Ms. Anderson: There currently is an alternative to wire localization that began a number of years back called radioactive seed localization, or RSL for short. The way it works is quite similar to what SAVI SCOUT is able to do, except physicians implant a low dose radioactive seed at the tumor site. Then they use a gamma counter to locate the radioactive seed during surgery. SAVI SCOUT is non-radioactive which is very important for technology adoption. Hospitals and physicians find it challenging, to implement state and federal regulatory requirements for safe handling radioactive materials for this type of indication. Therefore having a non-radioactive alternative is beneficial.
CEOCFO: Would you tell us about SAVI Sisters®?
Ms. Anderson: SAVI Sisters is a terrific community of women who have had breast cancer and their caregivers. It is an internet based community of women who can share their stories about their cancer and their treatments; particularly about their treatments using either SAVI products. We make this available to our physicians, so as they are talking to women about their options, they can send them to this website to learn more about brachytherapy, and connect with women who have had these experiences. The SAVI Sisters Facebook page is very active with over 40,000 followers.

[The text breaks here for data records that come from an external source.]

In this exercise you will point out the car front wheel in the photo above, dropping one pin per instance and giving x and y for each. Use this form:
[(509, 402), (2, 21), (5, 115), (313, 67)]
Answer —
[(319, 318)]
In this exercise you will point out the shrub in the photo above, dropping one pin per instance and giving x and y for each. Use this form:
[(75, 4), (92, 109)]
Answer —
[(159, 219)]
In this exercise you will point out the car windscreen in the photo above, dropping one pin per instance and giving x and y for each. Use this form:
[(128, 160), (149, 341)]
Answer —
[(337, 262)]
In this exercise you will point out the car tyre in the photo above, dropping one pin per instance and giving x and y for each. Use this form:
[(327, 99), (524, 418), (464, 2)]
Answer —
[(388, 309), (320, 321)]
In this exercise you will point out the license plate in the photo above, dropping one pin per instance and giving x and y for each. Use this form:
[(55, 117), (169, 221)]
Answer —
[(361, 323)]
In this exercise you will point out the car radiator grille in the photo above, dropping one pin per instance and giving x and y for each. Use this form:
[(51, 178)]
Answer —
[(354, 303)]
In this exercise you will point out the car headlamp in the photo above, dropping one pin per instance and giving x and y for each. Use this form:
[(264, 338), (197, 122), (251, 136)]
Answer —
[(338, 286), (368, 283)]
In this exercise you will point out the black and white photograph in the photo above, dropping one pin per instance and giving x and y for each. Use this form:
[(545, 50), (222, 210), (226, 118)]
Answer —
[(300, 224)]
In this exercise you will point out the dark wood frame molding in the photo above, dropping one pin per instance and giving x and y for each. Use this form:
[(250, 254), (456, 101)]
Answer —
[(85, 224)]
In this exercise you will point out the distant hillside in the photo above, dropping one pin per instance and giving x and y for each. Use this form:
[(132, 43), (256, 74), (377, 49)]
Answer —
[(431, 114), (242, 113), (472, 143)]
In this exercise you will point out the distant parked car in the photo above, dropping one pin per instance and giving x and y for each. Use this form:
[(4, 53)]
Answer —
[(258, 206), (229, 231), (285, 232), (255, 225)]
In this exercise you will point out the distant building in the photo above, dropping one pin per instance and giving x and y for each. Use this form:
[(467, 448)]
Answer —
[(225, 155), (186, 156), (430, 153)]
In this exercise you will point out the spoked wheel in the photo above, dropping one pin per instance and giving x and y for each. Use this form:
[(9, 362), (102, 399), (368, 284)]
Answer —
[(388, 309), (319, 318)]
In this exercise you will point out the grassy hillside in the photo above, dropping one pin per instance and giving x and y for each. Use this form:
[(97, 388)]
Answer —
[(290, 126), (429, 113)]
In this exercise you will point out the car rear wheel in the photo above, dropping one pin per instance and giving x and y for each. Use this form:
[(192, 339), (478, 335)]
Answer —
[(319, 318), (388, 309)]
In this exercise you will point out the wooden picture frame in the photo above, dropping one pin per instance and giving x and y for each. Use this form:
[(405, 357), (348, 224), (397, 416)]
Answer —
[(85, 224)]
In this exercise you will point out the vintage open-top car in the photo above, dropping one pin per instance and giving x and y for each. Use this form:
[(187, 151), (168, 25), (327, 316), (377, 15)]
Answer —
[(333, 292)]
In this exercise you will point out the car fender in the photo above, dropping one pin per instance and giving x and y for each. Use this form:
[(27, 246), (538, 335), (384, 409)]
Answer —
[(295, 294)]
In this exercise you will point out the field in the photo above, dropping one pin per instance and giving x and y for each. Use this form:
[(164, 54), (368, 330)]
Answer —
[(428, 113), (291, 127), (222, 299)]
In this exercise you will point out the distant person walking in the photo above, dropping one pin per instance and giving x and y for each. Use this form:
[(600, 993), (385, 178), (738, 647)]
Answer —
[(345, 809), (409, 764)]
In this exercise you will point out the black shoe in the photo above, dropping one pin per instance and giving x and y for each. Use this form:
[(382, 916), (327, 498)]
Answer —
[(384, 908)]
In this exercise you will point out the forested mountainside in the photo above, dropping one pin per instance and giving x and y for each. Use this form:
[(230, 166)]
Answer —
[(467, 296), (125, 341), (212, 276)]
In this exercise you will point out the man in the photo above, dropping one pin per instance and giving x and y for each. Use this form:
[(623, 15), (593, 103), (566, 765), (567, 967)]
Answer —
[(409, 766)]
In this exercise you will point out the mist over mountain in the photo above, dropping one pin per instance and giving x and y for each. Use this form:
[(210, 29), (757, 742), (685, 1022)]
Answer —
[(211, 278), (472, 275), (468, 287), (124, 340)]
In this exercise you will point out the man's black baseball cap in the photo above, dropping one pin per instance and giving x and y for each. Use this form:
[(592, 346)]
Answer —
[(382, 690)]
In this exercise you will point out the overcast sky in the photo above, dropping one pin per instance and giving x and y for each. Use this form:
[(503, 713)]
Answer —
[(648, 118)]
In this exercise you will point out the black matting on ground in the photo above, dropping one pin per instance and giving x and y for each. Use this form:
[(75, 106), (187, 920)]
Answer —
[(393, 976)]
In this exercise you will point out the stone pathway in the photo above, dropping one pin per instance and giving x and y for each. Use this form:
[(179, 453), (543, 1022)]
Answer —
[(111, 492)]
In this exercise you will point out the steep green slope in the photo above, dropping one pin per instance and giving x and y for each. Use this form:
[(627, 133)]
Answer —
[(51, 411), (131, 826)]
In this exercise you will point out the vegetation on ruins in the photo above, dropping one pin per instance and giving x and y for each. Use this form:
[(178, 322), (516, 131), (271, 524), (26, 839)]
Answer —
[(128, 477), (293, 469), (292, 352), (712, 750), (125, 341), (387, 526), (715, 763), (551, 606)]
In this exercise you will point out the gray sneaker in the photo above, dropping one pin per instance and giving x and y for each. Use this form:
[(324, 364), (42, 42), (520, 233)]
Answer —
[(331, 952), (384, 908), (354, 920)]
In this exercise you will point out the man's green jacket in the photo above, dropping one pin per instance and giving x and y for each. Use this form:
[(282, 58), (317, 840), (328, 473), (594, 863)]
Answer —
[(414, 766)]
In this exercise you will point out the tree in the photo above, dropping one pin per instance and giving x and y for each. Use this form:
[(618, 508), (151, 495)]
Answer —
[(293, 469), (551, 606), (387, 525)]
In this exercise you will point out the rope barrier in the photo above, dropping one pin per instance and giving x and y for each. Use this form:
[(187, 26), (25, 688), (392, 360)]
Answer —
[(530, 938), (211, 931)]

CEOCFO: Do many people come to you looking for a SAVI doctor? Is that fairly common?
Ms. Anderson: It is quite common. We receive phone calls from women who are looking for physicians who offer SAVI technologies because they have been told about them by friends, or they are seeking alternatives to treatments that have been offered. Both the Cianna Medical and SAVI Sister websites have a searchable database of SAVI physicians.
CEOCFO: What are your plans over the next year or two?
Ms. Anderson: For the next year or two we will focus on making SAVI SCOUT available throughout the United States. We will continue to innovate and improve on this great technology. I believe surgical guidance is one of those areas that needs improvement; not only for operational and efficiency reason, but also to reduce re-excision rates. Published data tells us that about 30 percent of women who have a lumpectomy will need to have a second surgery because tumor cells were left behind. We are hopeful that providing a better guidance tool will reduce the number of repeat lumpectomy procedures.
CEOCFO: That certainly sounds like it cannot hurt!
Ms. Anderson: It just makes sense, doesn’t it? We also want women to know about their post-surgery radiation treatment choices. In spite of published clinical data and medical society guidelines supporting brachytherapy as an alternative treatment to whole breast radiation, the majority of physicians do not offer brachytherapy as a treatment option.
CEOCFO: What surprised you in your role as President and CEO of Cianna Medical?
Ms. Anderson: What astonishes me the most are the results my team can achieve in this dynamic and fluid healthcare environment. Their successes are a testament to their commitment to our mission, respect for one another and passion for improving patient care. It’s not often one can build a team of such talented people who truly like working together.
CEOCFO: Why is Cianna Medical a company to notice?
Ms. Anderson: One in eight women in their lifetime will have a breast cancer diagnosis. That is over 200,000 women today, and I have seen reports stating that by the year 2020 over 400,000 women every year will have a breast cancer diagnosis. Cianna Medical is focused on developing products and technologies that make breast cancer therapies and treatments easier for these women.